Synergistic enhancement of 6061 Al/CFRTP joints via laser texturing and chemical etching process for fused deposition modeling

Integrated metal/thermoplastic manufacturing is the trend for industrial applications due to lightweight. However, the joining reliability of metal and carbon fiber reinforced thermoplastic (CFRTP) hybrid joints is relatively low owing to the inherent physical incompatibility, which constrains the development of lightweight integrated components. In this work, the micro-cross pits with a certain direction were fabricated by laser texturing process on the 6061 Al surface, and the nanostructure was processed by chemical etching process to enhance the 6061 Al/CFRTP nylon 6 (PA6) hybrid joints. The surface free energy and roughness were significantly increased at the bonding interface. The tensile-shear strength of 6061 Al/CFRTP joint substantially increased, then gradually declined with the increase of chemical etching time.

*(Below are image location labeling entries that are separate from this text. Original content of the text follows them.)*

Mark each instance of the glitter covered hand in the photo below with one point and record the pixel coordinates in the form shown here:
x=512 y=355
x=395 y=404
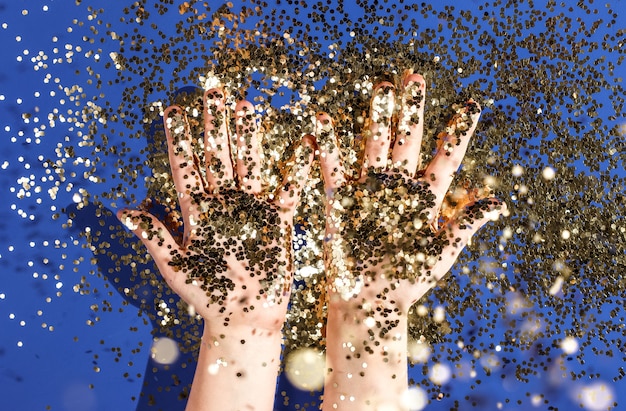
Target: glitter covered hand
x=233 y=265
x=387 y=244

The results showed that the Al-O-C bond was formatted on bonding interface and the diffusion of elements at the interface of dual-scale processed samples was wider, promoting the joining strength at the joining interface. The laser textured sample with the optimized chemical etching time (30 s) exhibited the maximum shear-tensile strength of 11.23 MPa, which increased by 348% relative to untreated cases. The integrated preparation of 6061 Al/CFRTP joints was achieved via the fused deposition modeling process with dual-scale modification modulation, which breaks through the single structure limitation of traditional metal/thermoplastics joints.